Itaipava pertencia a outro universo, o da antiga Leopoldina Railway, que servia a região serrana, cujo núcleo principal é Petrópolis. Havia rivalidades homicidas por causa dos dois ramais ferroviários, um morador do Méier desprezava o morador da Penha porque o Méier era subúrbio da Central e a Penha, da Leopoldina.
Se isso acontecia dentro dos limites da cidade do Rio de Janeiro, fora dela, a rivalidade superava o desprezo e havia casos de morte sobre as excelências dos trilhos e equipamentos da Central sobre os da Leopoldina.
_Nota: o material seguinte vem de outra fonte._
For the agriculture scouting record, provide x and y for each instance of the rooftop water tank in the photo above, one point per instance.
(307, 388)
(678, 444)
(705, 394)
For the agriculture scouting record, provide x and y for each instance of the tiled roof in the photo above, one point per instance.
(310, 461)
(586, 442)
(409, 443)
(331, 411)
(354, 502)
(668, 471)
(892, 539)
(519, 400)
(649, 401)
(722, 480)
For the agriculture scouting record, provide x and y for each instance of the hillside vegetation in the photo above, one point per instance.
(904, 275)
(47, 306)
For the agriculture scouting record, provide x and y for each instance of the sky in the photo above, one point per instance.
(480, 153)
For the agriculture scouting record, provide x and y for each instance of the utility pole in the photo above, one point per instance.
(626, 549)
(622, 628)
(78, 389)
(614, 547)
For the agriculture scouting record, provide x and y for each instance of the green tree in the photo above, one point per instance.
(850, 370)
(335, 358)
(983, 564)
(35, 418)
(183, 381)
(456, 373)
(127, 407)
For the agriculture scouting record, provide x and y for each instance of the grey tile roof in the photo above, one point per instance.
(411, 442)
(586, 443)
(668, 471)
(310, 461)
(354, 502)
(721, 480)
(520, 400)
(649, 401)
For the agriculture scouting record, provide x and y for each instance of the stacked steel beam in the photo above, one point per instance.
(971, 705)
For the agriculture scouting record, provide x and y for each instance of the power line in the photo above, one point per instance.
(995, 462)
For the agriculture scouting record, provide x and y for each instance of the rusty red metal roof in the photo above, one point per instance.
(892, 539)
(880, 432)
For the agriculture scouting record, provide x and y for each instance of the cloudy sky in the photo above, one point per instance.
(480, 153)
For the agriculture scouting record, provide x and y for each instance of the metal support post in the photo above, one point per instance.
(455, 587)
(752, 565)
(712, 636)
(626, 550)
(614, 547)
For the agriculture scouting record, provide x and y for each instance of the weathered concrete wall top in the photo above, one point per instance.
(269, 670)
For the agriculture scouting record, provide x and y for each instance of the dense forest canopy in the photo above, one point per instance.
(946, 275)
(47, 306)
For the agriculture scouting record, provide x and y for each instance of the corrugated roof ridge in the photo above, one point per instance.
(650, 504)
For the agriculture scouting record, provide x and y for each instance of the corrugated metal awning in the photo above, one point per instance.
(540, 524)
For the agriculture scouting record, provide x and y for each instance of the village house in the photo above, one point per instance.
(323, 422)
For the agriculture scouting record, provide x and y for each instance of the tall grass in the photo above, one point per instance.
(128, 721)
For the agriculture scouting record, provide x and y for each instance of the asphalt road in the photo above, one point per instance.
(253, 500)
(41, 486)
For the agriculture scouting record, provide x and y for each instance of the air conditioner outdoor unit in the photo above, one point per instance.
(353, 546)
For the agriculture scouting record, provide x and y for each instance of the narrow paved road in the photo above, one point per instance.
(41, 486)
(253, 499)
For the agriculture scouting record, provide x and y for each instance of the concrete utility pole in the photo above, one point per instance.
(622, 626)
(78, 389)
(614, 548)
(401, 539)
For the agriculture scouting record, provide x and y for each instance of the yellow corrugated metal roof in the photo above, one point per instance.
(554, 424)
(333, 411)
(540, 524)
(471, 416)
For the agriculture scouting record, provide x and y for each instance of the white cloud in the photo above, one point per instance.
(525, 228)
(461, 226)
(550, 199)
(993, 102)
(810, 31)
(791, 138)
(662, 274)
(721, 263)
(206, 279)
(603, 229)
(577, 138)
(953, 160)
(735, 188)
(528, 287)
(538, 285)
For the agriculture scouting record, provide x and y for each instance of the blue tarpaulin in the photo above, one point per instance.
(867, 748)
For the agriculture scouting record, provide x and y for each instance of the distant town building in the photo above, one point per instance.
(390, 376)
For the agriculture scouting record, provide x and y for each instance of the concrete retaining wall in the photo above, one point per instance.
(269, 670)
Eu próprio, sem nunca ter morado no subúrbio, tinha um baita orgulho pelo fato da família de minha mãe, meu avô Acácio Nunes de Assis, minhas tias Zizinha e Zulmira, a figura austera de Joaquim Pinto Montenegro, que na minha imaginação era o responsável por todos os dormentes da linha férrea que ia até São Paulo e Belo Horizonte –toda essa gente, minha gente, que incluía remotamente o primo Francisco–, pertencer aos trilhos da Central.
Não chegava a odiar o pessoal do ramal leopoldinense, mas o desprezava, a começar pelo nome: na minha infância, era um palavrão que designava uma sub-humanidade.
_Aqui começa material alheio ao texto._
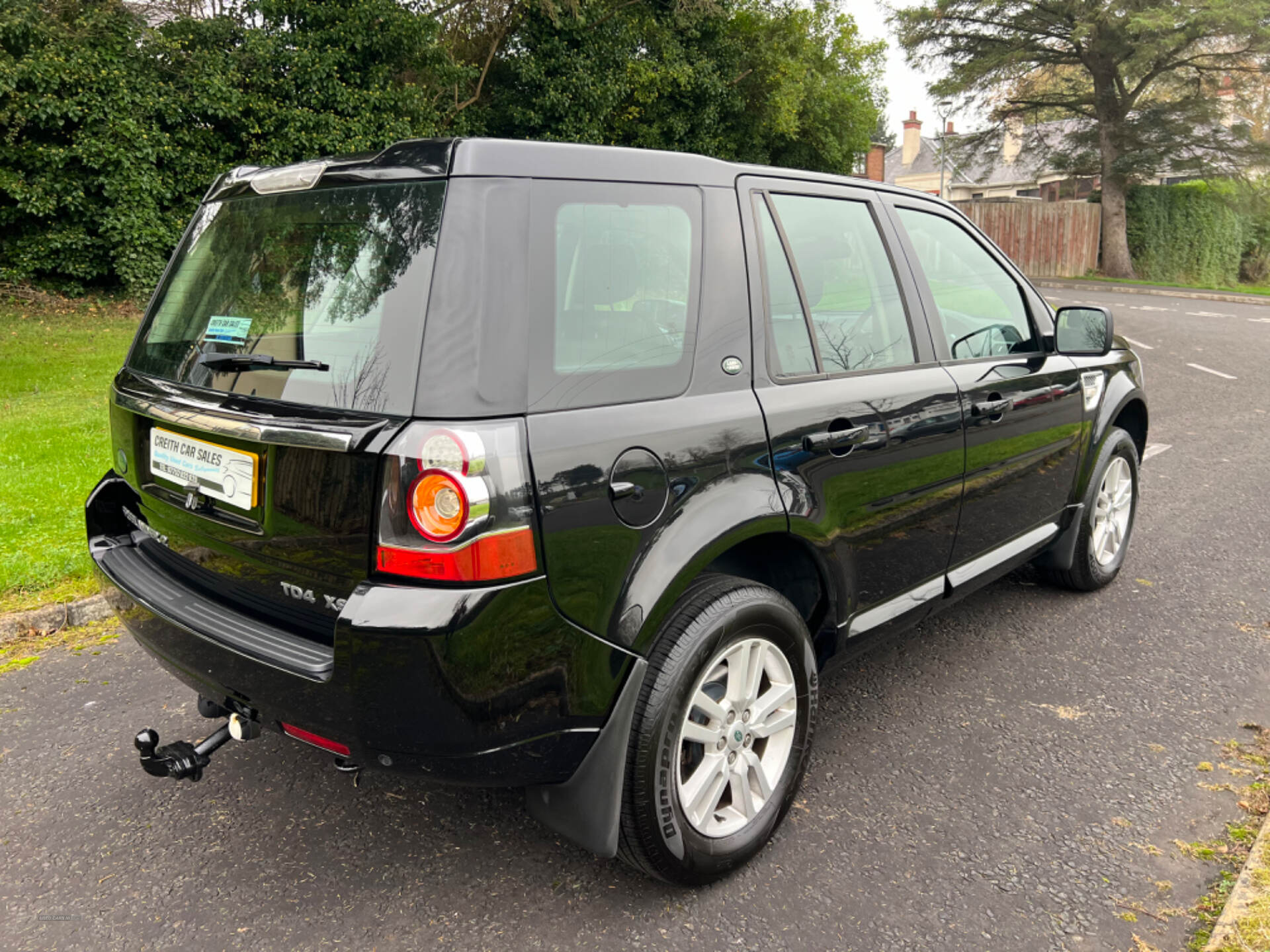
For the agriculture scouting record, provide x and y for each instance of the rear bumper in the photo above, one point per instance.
(473, 686)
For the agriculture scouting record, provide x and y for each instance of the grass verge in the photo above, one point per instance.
(1250, 764)
(28, 649)
(59, 357)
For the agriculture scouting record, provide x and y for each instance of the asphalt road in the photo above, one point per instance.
(994, 779)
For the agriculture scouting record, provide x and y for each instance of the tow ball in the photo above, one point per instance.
(181, 758)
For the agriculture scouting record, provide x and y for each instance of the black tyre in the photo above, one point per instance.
(1107, 521)
(722, 733)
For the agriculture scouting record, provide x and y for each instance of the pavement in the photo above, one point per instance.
(1091, 287)
(997, 778)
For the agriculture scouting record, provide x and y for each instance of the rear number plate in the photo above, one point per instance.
(219, 473)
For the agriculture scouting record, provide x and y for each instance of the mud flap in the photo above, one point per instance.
(1062, 551)
(587, 808)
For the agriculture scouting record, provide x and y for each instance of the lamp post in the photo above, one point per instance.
(943, 110)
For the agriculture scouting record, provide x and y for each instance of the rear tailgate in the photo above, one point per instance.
(298, 551)
(273, 366)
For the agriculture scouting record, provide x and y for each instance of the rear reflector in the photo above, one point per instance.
(501, 555)
(316, 739)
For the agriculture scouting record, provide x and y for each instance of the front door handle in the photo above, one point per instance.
(992, 408)
(835, 440)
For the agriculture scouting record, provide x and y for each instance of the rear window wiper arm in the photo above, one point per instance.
(257, 362)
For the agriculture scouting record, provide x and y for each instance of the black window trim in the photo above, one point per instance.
(943, 353)
(763, 193)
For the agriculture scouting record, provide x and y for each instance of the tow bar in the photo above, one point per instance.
(181, 758)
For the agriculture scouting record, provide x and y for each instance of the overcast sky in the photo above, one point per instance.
(907, 87)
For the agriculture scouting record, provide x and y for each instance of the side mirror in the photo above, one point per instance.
(1083, 331)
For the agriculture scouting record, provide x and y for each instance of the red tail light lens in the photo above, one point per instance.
(316, 739)
(501, 555)
(458, 504)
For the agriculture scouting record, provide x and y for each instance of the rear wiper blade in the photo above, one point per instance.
(257, 362)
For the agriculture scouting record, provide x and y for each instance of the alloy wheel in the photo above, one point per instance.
(737, 736)
(1111, 512)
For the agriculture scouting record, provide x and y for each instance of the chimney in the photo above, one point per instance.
(912, 138)
(1013, 143)
(875, 163)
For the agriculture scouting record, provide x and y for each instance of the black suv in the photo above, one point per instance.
(573, 467)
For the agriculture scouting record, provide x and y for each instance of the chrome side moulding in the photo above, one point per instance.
(1002, 554)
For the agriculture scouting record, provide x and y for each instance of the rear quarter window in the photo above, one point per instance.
(615, 281)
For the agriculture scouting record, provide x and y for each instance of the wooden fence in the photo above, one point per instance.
(1044, 239)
Tudo o que não estivesse ao longo dos trilhos da Central do Brasil não pertencia ao mundo que interessava, ao mundo real em que Francisco vivia e no qual disputaria o poder com Deus. O ramal da Leopoldina nem merecia ódio porque não existia.
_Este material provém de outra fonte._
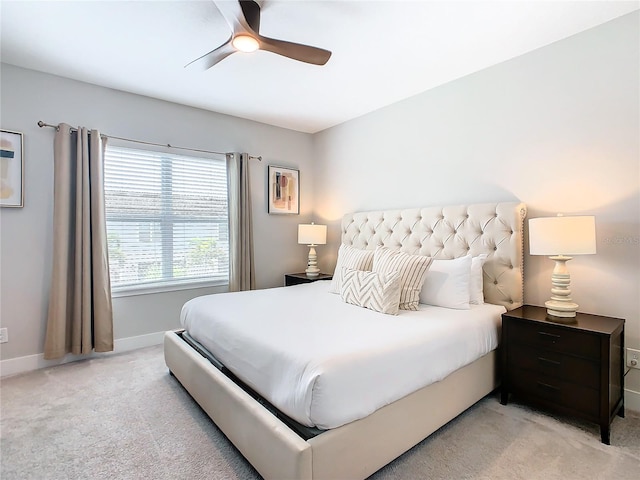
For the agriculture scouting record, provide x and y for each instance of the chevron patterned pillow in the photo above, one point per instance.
(412, 269)
(375, 291)
(350, 257)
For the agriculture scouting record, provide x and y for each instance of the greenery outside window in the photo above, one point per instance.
(167, 220)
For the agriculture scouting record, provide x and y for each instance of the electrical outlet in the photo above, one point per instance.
(633, 358)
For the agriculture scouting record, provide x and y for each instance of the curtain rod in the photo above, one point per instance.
(42, 124)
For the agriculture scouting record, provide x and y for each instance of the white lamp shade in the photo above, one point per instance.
(561, 235)
(312, 234)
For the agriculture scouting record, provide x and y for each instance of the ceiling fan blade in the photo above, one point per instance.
(242, 17)
(297, 51)
(210, 59)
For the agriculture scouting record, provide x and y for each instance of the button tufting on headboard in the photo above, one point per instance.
(450, 232)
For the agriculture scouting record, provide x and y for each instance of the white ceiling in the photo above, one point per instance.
(383, 51)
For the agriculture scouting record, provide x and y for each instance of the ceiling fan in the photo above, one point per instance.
(243, 16)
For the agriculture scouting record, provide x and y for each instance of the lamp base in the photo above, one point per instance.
(560, 305)
(312, 264)
(561, 310)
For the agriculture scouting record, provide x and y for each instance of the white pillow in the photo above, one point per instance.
(447, 283)
(412, 270)
(476, 283)
(375, 291)
(350, 257)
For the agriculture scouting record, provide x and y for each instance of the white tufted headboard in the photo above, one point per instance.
(450, 232)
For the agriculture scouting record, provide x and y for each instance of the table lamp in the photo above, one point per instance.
(558, 237)
(312, 235)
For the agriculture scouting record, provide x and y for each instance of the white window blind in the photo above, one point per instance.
(167, 220)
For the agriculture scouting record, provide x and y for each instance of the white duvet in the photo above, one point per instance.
(325, 363)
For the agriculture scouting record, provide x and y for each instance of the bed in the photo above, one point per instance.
(344, 445)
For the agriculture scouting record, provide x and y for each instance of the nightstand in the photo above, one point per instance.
(572, 368)
(298, 278)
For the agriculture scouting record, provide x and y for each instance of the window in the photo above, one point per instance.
(167, 221)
Desde que soubera que o sinal era em Itaipava, ele voltou a tapar a cara com o antebraço, desligou-se, não perderia tempo com um assunto que nada tinha a ver com ele e com sua luta.
O Deus que ele pretendia matar era um Deus da Central do Brasil. O lado da Leopoldina talvez nem tivesse Deus algum, e, se tivesse, devia ser um sub-Deus que não merecia uma luta pelo poder do mundo e dos homens.